Puis, après avoir fait le sacrifice de ma chevelure, j'endossai les vêtements et l'armure d'un Circassien: cotte de mailles, casque, rondache, sabre de Damas, pistolets, rien n'y manquait. Je me trouvai plus à l'aise sous cet attirail que je ne l'aurais cru. Malek prétendait que j'étais beaucoup mieux ainsi que sous mon uniforme.
La nuit venue, nous prîmes avec nous quatre mameluks et six fellahs, tous à cheval, et nous allâmes rejoindre Tomadhyr qui nous attendait avec sa caravane de bateleurs à la porte de la ville.
J'aurais bien voulu céder aux prières de mon brave Guidamour qui voulait m'accompagner; mais, bien qu'il eût appris passablement l'arabe, son accent français nous eût trahis.
Tomadhyr ne me dit pas un mot, ni là, ni durant le voyage. Elle était triste et résolue. Je pensai alors que c'était un malheur pour elle de m'avoir aimé sincèrement, et peut-être une faute de ma part de n'avoir pas été insensible à sa grâce et à son affection. Tant que je m'étais préservé d'y répondre, elle avait été dévouée et soumise à Djémilé; n'allait-elle pas la prendre en haine? Je comptai sur l'ascendant que j'exerçais sur mon almée; je n'étais pourtant pas sans inquiétude, et je n'osais ni la flatter, dans la crainte d'exalter sa passion, ni avoir l'air de douter d'elle.
Après avoir franchi la chaîne lybique, nous nous engageâmes dans le désert. Il ne faudrait pas croire comme je me l'imaginais moi-même, que ces plaines et ces vallées qui se succèdent pendant des journées entières soient complétement dépourvues de végétation. On y trouve, très-disséminés il est vrai, des bouquets de palmiers nains et parfois des dattiers. Le sol est recouvert, en certaines parties, de touffes d'absinthe, d'hysope, de camomille et de beaucoup d'autres plantes qui forment de grandes plaques d'un vert cru au milieu de la blancheur éclatante des sables.
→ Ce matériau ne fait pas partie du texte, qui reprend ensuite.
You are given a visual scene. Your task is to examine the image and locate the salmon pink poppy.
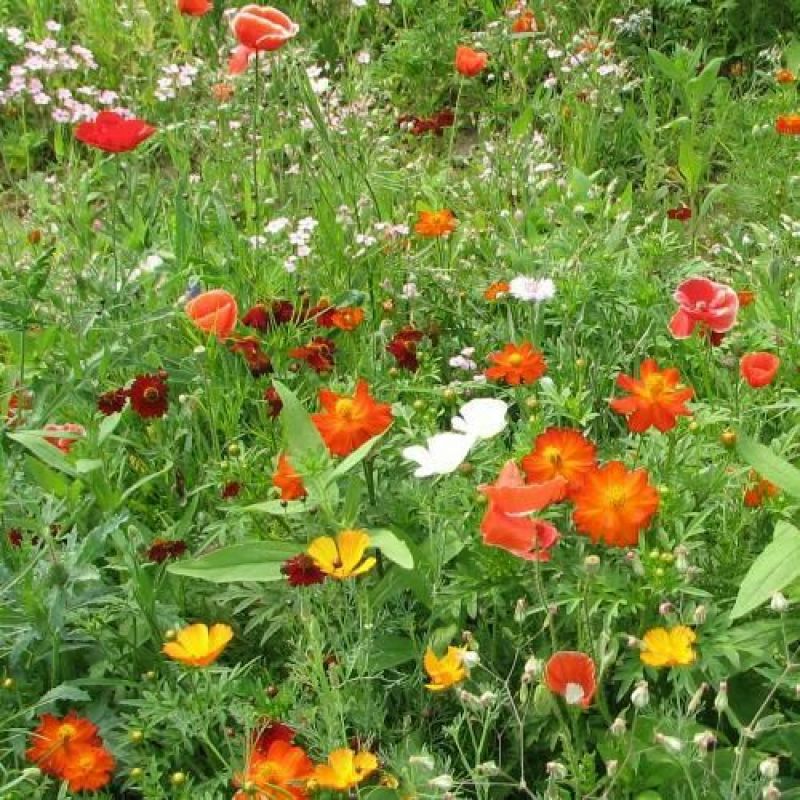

Nous suivîmes le chemin des caravanes, reconnaissable aux ossements de chevaux et de dromadaires dont il est semé. Le sable, soulevé par le vent, et la réverbération du soleil me fatiguaient terriblement les yeux. La chaleur était accablante, et je priai Malek de ne voyager que la nuit.
Le quatrième jour au matin, nous sortîmes des solitudes sablonneuses pour entrer à Dakakyn, village placé à la limite de l'oasis. De là nous prîmes, vers le nord, le chemin de Khardjèh.
L'oasis, dans son ensemble, est une grande vallée qui s'étend du nord au sud sur une longueur de 40 lieues et une largeur de cinq à six de chaque côté du chemin. Partout où suintaient des eaux de source, ce n'étaient que champs de blé, rizières, plantations de coton, bouquets de dattiers, villages entourés d'arbres fruitiers. Je remarquai en passant plusieurs temples ruinés que, bien entendu, je ne m'amusai pas à visiter.
Nous arrivâmes à Khardjèh à nuit close, et nous allâmes nous loger dans un caravansérail, auberge ouverte à tout venant, où l'on ne trouve ni maître, ni valet, ni provisions.
Dès le matin, Malek et moi, nous allâmes chacun de notre côté aux informations.